Patient exclusion criteria: previous spine injuries and diseases; combined distal and
midshaft humerus fractures; patients unwilling to participate to the study.
Assessment methods. The patients were divided into 3 study groups according to localization
of the injury.
The 1st group (n=511; 36,45%) included patients with extra-articular injury of proximal
humerus (rotator cuff tear, anatomical and surgical neck fracture).
The 2nd group (n=309; 22,04%) included patients with intra-articular injury of proximal
humerus (contracture of the shoulder joint and shoulder instability, humeral head fracture,
including Hill-Sachs lesion) and the 3rd group (n=582; 41,51%) - patients with injury of
subacromial (suprahumeral) space (soft tissue injury, acromioclavicular and sternoclavicular
joint injury, diaphyseal and distal end clavicle fracture).
Totally, surgical treatment was performed in 771 cases (55%) and 631 patients (45%) were
given conservative treatment. 220 patients (28,5%) in group 1, 155 patients (20,1%) in group
2 and 396 patients (51,4%) in group 3 received surgery. Likewise, 291 patients (46,1%) in
group 1, 154 patients (24, 4%) in group 2 and 186 patients (29,5%) in group 3 were treated
conservatively.
Since in our research we examined patients who had late posttraumatic/postoperative
complications, special scales, survey questionnaires, and physical examination were
conducted. Methods were performed at three points of the study: 1 year, 1,5 years and 2 years
after discharge from the hospital.
On the first point (1 year after discharge) physical examination of all the patients and
questionnaire assessments were performed. In some cases, the questionnaires were conducted
via mobile phone with the subsequent visit for physical examination. At 6-8 months after the
first visit, the next point of the research was performed. The questionnaires used in point 1
were administered. The patients who demonstrated a decrease in questionnaire scales rates
were invited for clinical re-examination 1,7-2,2 years after the injury.

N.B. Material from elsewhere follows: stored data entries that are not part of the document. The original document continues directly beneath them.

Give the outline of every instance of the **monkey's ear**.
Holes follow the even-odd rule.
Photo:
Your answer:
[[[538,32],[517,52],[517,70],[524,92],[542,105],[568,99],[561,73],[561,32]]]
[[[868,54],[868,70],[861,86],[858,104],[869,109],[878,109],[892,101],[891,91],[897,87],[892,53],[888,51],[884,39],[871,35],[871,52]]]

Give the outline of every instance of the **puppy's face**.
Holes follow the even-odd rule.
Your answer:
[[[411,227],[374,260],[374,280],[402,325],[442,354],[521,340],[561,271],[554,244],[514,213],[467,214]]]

Pain intensity was evaluated using the following scales: VAS (visual analogue scale), UCLA
(University of California Los Angeles) and SPADI (The Shoulder Pain and Disability Index).

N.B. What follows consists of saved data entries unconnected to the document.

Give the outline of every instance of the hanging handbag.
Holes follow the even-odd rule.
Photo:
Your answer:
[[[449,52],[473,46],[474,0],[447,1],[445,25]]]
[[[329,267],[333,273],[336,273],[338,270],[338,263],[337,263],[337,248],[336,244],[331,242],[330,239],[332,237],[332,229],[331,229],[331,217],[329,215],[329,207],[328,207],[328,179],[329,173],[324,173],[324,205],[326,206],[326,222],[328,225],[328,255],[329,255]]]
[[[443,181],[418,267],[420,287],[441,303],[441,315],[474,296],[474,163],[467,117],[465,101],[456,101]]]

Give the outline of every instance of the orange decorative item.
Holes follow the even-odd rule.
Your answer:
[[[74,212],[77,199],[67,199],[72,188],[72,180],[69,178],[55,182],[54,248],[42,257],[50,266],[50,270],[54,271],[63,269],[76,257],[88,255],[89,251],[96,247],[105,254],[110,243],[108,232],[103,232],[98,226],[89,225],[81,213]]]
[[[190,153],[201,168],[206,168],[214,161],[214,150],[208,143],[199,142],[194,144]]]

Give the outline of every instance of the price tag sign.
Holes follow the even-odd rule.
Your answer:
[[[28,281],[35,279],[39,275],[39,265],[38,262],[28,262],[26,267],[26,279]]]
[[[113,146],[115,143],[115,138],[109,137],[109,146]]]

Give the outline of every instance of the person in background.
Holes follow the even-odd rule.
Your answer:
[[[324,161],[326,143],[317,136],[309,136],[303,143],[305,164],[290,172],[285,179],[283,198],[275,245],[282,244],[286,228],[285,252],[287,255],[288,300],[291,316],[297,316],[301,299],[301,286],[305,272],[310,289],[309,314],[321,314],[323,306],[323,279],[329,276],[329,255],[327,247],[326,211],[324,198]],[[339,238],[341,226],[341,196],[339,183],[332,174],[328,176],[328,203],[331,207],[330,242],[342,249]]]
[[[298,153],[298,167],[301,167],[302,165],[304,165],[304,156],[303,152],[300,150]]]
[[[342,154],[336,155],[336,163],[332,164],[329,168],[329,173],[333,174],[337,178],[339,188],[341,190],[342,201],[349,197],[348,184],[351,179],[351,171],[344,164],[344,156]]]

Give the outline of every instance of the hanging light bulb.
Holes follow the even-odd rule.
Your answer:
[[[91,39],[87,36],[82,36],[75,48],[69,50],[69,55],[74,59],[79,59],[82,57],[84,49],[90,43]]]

Humeral articulation function was evaluated using following scales: UCLA (University of
California Los Angeles), SPADI (The Shoulder Pain and Disability Index) and DASH
(Disabilities of the Arm, Shoulder and Hand).
Shoulder function was evaluated using following scales: UCLA (University of California Los
Angeles), SPADI (The Shoulder Pain and Disability Index) and DASH (Disabilities of the Arm,
Shoulder and Hand).
ODI (Oswestry Disability Index) and SF-36 (Short Form-36 Health Status Survey) were used for
disability and life quality assessment, respectively.
We set commonly used clinical tests to conduct the protocol for shoulder joint and cervical
spine investigation. To investigate the shoulder girdle a number of tests was performed:
stress test, range of motion test, test for shoulder bursitis, test for shoulder instability,
test for rotator cuff injury, tests for acromioclavicular joint and long head of the biceps
tendon pathology, etc. Cervical spine examination included range of motion, flexibility, pain
localization and sagittal balance assessment. As a result, the protocol consisted of 15 tests
for examination of the shoulder girdle and 10 tests for assessment of the cervical spine:
Test (T) 1 - rotation mobility test, Т2 - test of head rotation in maximum extension, Т3 -
test of head rotation in maximum flexion, Т4 - percussion test, Т5 - O'Donoghue test, Т6 -
cervical spine distraction test, Т7 - shoulder press test, Т8 - test of maximum compression
of the intervertebral foramina Т9 - Jackson compression test, Т10 - intervertebral foramina
compression test, Т11 - quick test of combined motion, Т12 - Codman sign, Т13 - long head of
the biceps tendon speed test, Т14 - Dawbarn sign, Т15 - Jobe supraspinatus test, Т16 -
Gerber's lift-off test, Т17 - supine Napoleon test (belly-press test), Т18 - teres test, Т19
- nonspecific supraspinatus test, Т20 - painful arc, Т21 - Neer impingement sign, Т22 -
Dugas, Т23 - O'Brien active compression test, Т24 - apprehension test, Т25 - Gerber-Ganz
anterior drawer test; each test was scored.